Some folks aren’t worried. “If China wishes to subsidize its exports, good for us who buy them,” says Deirdre McCloskey, a former University of Illinois professor and author of the new book, Bourgeois Equality. Tyler Cowen of George Mason University isn’t so sure. “I’m not just sitting back saying, ooh, cheaper steel,” he says. He notes that China itself will likely bear “98 percent” of the costs of its government distortions, and “it’s not that you want China to be poor again.” But manufacturing output from the “non-free world just in total mass has grown a large amount,” and has affected Western economies, and, in turn, public support of free-market capitalism there. “Once you lose certain things, it’s hard to buy them back,” he says.
Conard, although a free trader, acknowledges that laid-off workers and workers earning lower wages are rational to be upset. “A lot of people are benefiting from the lower cost of goods,” he says, “but not really paying the cost of the lower wages. I take my factory from Indiana and we cart it down to Mexico,” he continues, and the classic argument is that re-trained Hoosier workers can find new jobs created by entrepreneurs. But the most skilled workers “move to San Francisco, and the guy in Indiana is walking around,” asking, “when are the entrepreneurs going to show up?”
Trade with a non-free country in small amounts is not a bad thing. But last year, the U.S. incurred a $367 billion annual trade deficit with China, part of a $2.6 trillion cumulative deficit built up with that one country over a decade. A nominally free-market country that takes in nearly $400 billion worth of imports from a centrally planned economy each year imports the distortions of that central planning. “I really want free trade, but what I don’t want are persistent trade deficits that last for decades,” says Conard. He says it would be one thing if “someone [was] tak[ing] the money and tak[ing] the risk” to create innovations and new jobs, but the governments and people who have built up these trade surpluses by selling to American consumers do not want to take risks with their wealth.
In immigration, the solution is straightforward, if decades late. Washington can exercise what is clearly a government function — controlling borders — to shape how the free market sets wages. Conard suggests limiting immigration of low-wage workers. Curtailing the labor supply would serve as a tax on higher-income Americans, as they would have to pay more for the services they receive from gardeners and housekeepers. To create jobs for working-class and middle-class Americans, he would open the borders to the world’s top five percent of highly skilled workers – people with the ability and willingness to take risks — as well as cut the corporate tax rate. Politicians “can make political trades — say, we’ll give you a truce on the low-skilled people who are already here” in return for the tax cut, he suggests.

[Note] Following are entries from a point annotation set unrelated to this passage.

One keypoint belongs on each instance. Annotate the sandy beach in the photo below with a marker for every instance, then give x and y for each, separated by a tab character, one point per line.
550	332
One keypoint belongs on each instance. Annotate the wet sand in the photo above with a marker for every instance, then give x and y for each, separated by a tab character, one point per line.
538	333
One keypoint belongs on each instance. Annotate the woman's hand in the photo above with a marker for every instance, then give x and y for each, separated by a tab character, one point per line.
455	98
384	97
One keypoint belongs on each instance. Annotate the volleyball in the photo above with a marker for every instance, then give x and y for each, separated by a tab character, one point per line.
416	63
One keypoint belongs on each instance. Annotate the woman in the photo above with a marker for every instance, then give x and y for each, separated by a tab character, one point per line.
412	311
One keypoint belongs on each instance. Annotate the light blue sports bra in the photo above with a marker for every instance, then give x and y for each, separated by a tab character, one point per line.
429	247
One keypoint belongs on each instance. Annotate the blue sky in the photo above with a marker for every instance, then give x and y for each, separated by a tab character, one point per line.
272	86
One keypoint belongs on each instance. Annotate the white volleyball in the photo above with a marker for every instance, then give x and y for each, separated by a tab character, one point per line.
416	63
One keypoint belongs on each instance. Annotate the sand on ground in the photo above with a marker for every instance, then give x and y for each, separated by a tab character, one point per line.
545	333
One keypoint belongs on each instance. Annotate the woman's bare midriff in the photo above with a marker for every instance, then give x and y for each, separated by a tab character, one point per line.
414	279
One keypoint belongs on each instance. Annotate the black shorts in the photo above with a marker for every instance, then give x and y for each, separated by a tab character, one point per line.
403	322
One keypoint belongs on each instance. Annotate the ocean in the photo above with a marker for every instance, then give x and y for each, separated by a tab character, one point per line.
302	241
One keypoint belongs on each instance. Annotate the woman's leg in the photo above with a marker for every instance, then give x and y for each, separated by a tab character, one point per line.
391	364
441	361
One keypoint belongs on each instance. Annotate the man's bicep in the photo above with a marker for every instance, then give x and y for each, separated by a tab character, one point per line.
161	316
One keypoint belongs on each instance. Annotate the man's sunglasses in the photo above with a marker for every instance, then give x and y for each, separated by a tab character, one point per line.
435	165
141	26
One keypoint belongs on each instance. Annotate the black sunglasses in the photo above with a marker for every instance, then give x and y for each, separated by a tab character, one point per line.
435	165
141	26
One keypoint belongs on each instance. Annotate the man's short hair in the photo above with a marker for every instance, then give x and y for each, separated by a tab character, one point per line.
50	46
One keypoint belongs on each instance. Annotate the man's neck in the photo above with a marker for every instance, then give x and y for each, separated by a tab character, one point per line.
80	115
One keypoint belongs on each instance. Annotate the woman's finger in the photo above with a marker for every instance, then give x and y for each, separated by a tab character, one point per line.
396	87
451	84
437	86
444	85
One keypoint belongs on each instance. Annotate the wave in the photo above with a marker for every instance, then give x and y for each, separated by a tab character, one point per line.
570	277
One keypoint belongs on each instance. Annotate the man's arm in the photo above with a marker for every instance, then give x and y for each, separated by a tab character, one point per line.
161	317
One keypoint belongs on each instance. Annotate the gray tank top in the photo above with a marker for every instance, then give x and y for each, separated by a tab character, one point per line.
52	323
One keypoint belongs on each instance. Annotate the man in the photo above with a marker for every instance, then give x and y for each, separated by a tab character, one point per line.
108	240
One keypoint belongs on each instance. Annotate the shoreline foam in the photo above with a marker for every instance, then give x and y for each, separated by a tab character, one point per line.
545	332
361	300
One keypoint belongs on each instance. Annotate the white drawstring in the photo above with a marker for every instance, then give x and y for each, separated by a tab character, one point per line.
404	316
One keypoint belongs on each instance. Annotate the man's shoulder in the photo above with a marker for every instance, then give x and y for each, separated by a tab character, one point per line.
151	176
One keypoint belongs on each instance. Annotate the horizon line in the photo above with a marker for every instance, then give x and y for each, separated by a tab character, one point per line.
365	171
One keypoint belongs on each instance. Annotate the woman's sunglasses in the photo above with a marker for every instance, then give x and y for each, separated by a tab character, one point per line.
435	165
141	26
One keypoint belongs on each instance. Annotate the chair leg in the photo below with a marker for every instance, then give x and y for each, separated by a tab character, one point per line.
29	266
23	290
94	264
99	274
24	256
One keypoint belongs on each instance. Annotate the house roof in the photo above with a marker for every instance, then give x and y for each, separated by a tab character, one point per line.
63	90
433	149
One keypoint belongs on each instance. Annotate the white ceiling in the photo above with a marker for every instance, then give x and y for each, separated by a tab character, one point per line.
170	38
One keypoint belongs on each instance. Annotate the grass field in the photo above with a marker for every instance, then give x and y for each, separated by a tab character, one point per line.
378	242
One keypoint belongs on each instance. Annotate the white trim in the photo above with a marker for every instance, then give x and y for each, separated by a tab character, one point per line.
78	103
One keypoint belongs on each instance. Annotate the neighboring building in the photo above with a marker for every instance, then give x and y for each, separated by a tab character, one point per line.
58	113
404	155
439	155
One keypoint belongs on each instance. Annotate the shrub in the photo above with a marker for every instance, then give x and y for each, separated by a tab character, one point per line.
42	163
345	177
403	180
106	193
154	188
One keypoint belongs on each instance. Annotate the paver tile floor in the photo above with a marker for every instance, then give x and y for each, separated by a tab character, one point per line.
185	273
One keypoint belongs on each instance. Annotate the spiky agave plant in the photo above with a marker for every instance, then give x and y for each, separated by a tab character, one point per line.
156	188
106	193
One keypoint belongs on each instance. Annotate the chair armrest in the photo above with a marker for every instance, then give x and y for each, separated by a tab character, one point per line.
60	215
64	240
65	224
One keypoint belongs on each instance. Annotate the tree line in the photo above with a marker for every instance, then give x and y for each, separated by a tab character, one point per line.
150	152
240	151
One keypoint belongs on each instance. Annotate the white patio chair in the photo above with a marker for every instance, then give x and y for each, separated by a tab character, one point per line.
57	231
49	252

Lastly, an emerging nation that wants to trade on the world’s markets should not be able to use those markets as a dumping ground for exports produced by central-planning policies. At the least, if America and the rest of the West are to continue to allow such trade imbalances and the distortions they cause, the champions of the current system should stop calling it free trade. The world cannot have free trade without free markets.